For each target gene monitored in qRT-PCR experiments (whose sequences were downloaded from the NCBI Gene database), primer sequences were designed using the Primer 3 Plus software by setting default parameters (https://www.bioinformatics.nl/cgi-bin/primer3plus/primer3plus.cgi accessed on 22 June 2021). To exclude the formation of primer dimers and hairpins, primer sequences were bioinformatically screened with the IDT Oligo Analyzer tool (Integrated DNA Technologies, Inc., Coralville, Iowa, USA). Moreover, primer pairs specificity was evaluated by the in-silico PCR tool implemented in the UCSC Genome Browser.
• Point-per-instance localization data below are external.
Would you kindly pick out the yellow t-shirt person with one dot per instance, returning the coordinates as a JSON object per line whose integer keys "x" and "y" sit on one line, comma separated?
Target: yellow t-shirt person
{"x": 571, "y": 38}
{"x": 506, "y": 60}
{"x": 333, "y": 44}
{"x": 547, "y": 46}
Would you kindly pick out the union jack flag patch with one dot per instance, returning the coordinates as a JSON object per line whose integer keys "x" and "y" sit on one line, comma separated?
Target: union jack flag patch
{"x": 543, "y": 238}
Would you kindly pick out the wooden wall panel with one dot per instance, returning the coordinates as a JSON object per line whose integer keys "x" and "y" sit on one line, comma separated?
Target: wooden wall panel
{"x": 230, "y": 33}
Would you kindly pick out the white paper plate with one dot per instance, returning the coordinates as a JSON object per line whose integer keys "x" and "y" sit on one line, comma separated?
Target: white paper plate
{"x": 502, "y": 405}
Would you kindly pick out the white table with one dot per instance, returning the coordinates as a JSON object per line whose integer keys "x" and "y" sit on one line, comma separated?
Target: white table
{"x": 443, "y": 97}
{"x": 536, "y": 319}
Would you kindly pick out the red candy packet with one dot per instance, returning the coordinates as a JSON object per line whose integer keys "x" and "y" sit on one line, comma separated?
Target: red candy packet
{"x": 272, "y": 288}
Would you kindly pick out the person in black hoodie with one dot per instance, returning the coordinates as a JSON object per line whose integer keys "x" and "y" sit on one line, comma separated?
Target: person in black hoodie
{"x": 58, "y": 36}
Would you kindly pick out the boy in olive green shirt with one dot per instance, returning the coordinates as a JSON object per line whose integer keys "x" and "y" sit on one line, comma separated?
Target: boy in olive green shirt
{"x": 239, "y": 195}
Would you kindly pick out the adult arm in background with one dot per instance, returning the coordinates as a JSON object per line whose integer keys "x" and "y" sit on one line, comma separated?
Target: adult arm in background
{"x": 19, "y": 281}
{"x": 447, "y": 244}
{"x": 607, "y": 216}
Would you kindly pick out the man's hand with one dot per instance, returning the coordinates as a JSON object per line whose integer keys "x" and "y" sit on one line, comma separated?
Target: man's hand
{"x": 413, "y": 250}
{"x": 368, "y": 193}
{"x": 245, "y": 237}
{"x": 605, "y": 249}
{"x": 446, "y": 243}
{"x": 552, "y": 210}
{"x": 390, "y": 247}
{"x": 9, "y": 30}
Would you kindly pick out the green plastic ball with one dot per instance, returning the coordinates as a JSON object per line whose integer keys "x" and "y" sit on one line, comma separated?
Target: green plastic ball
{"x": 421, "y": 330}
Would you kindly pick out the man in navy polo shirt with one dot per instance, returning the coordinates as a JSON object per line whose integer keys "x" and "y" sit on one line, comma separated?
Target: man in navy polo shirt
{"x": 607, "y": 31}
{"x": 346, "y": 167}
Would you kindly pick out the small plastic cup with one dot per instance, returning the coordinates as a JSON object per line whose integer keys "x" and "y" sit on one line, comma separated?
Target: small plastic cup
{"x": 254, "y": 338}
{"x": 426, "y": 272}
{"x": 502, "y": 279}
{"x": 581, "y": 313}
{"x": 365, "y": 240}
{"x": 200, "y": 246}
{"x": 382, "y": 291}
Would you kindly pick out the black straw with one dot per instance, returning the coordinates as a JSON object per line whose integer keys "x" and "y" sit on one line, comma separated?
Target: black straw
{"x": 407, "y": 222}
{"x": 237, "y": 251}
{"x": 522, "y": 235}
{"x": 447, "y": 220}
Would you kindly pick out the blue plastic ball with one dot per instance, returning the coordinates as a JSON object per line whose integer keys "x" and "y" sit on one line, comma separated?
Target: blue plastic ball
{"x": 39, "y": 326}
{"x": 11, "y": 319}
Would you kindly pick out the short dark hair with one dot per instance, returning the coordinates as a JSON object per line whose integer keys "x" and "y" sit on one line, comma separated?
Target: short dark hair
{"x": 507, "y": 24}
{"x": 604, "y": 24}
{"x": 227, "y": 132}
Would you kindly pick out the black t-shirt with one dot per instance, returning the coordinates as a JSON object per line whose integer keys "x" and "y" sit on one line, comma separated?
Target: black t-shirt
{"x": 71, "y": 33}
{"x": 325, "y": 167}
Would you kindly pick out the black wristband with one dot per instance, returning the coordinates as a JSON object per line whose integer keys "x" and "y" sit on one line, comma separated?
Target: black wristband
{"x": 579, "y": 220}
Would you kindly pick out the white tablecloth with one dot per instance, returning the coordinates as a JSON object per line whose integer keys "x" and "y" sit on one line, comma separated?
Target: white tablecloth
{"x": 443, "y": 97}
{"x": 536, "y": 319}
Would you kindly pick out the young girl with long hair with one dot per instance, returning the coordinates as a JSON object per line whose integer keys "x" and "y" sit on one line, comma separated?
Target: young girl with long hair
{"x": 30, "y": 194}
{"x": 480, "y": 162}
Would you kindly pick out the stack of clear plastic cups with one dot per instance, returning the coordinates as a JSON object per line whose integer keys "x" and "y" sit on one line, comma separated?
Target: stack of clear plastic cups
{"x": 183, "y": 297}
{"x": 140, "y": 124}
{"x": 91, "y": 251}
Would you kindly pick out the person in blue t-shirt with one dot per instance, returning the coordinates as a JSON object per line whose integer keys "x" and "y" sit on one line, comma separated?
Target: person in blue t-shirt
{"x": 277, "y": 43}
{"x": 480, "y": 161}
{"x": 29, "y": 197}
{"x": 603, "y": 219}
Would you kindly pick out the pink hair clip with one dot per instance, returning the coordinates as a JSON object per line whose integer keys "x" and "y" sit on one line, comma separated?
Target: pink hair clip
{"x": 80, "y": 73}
Primer pairs chosen are listed in Supplementary Table S6. The amplification by qRT-PCR was accomplished in a final volume (f.v.) of 5 μL per well, including 1 µL of EvaGreen qPCR Mix Plus (Solis BioDyne), 0.1 μL of forward primer (10 μM), 0.1 μL of reverse primer (10 μM), 8 ng of the qPCR cDNA template, and water to f.v. The reactions were performed in the CFX thermocycler (BioRad) with the following program: 10-min-denaturation at 95 °C, 40 cycles amplification (95 °C for 15 s; 60 °C for 20 s; 72 °C for 45 s, annealing and extension); 3 min at 72 °C and dissociation curve.

Six different genes (Actin; TATA binding protein (Tbp); RNA Polymerase II Subunit A, (Polr2a); Glyceraldehyde 3-phosphate dehydrogenase, (Gapdh); ribosomal protein lateral stalk subunit P0, (Rplp0); and ribosomal protein L32, (Rpl32)) were tested and categorized according to their coefficient of variation to choose the best reference genes for accurate normalisation of data (Supplementary Figure S4). Target-gene mRNA levels were quantified according to the ΔCt method and using the two best reference genes (Polr2a and Tbp; see Supplementary Figure S4) as housekeeping genes. Data were represented as expression value relative to the average expression of the gene among samples.
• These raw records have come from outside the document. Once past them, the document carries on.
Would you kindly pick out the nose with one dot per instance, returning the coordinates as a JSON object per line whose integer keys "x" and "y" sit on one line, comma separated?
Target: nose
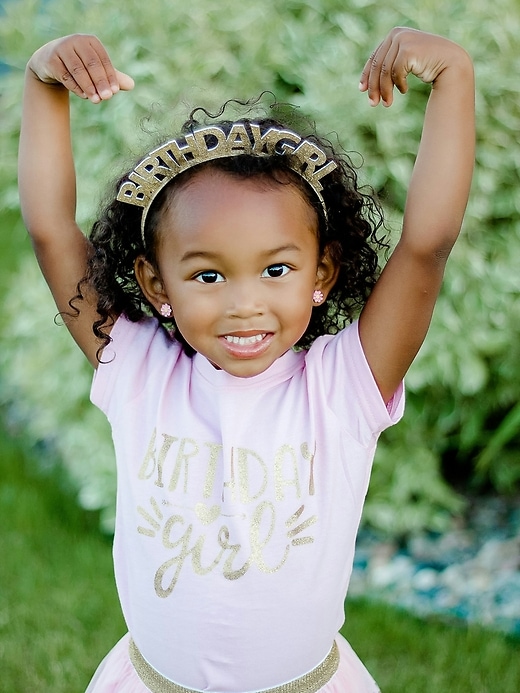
{"x": 244, "y": 299}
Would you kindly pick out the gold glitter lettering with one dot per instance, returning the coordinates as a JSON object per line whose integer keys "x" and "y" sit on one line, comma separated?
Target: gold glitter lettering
{"x": 177, "y": 561}
{"x": 264, "y": 509}
{"x": 150, "y": 458}
{"x": 246, "y": 460}
{"x": 307, "y": 455}
{"x": 182, "y": 460}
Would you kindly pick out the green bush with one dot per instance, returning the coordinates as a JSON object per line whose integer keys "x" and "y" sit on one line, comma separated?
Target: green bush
{"x": 463, "y": 416}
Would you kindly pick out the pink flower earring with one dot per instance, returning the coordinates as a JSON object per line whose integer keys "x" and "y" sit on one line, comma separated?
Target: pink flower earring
{"x": 166, "y": 310}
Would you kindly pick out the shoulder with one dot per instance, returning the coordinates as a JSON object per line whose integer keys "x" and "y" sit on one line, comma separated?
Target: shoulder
{"x": 139, "y": 354}
{"x": 340, "y": 374}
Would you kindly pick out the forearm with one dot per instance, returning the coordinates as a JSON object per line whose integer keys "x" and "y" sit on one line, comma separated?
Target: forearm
{"x": 47, "y": 180}
{"x": 441, "y": 179}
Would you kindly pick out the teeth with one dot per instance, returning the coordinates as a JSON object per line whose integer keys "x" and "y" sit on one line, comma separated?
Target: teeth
{"x": 243, "y": 341}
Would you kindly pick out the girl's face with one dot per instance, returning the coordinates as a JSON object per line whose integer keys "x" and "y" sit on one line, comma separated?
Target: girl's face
{"x": 238, "y": 261}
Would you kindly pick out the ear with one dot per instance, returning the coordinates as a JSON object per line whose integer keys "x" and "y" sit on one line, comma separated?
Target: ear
{"x": 150, "y": 282}
{"x": 327, "y": 271}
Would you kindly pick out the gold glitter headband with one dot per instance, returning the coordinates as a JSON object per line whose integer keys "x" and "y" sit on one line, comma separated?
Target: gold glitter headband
{"x": 166, "y": 162}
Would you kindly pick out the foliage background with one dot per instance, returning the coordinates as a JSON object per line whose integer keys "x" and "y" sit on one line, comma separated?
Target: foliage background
{"x": 461, "y": 431}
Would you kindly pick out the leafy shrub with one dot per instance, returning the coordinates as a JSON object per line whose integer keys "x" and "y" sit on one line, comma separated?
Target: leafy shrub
{"x": 463, "y": 415}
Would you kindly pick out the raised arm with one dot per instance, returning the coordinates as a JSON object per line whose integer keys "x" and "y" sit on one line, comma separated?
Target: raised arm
{"x": 397, "y": 315}
{"x": 47, "y": 181}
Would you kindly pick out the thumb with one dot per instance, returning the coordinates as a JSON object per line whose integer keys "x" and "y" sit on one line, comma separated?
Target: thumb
{"x": 126, "y": 83}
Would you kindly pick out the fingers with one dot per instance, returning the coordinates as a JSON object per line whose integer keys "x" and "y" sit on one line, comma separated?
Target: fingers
{"x": 82, "y": 64}
{"x": 386, "y": 68}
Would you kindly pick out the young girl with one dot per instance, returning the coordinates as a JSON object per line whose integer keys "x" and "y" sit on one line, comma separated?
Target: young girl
{"x": 243, "y": 464}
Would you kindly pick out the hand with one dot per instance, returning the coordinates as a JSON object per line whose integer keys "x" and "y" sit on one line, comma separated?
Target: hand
{"x": 80, "y": 63}
{"x": 406, "y": 51}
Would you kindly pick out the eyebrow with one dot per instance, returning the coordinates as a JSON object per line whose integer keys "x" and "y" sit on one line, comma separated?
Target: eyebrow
{"x": 208, "y": 255}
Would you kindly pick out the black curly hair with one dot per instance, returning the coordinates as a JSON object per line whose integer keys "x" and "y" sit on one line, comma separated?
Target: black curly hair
{"x": 351, "y": 231}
4.14. Statistical Analyses

Statistical analyses were performed using Prism 7 (GraphPad Software) and Microsoft Excel (Microsoft Corporation) software. The number of biological replicates (n) reported in figure legends indicates the number of different primary cultures of hSOD1(WT) and hSOD1(G93A) astrocytes used in each experiment. Statistics was based on unpaired two-tailed Student’s t-test, non-parametric Mann–Whitney U test or Wilcoxon rank sum test, depending on the experiment, as indicated in the figure legends, with a p-value < 0.05 being always considered statistically significant.

5. Conclusions

Here we reported a global comparative analysis of the proteome and metabolite secretome of primary astrocytes derived from hSOD1(G93A) (a well-recognized ALS animal model) and hSOD1(WT) Tg mice (used as the control). Our results showed the alterations of proteome and secretome in ALS astrocytes. However, since most of the altered proteins are not metabolic enzymes, it is fair to recognize a limited correspondence between proteome alterations and secreted metabolome. Nonetheless, our findings support a possible correlation between altered proteome and secreted metabolome in GSH metabolism and signalling in hSOD1(G93A) astrocytes. Furthermore, the metabolism of FA and processes involving degradative processes mediated by the proteasome or by lysosomal pathways appear to be compromised in astrocytes derived from ALS mice. This metabolic and proteostatic imbalance may be responsible for altered astrocyte functions, prejudicing the interplay with neighboring neurons and contributing to neuronal death in ALS. To conclude, as already stated, our study on the here proposed ALS model highlighted metabolic and proteomic dysregulations that may underlie astrocyte-related mechanisms in ALS pathogenesis. Further studies in adult/ill ALS mice and in human ALS patients will be necessary to further validate such findings.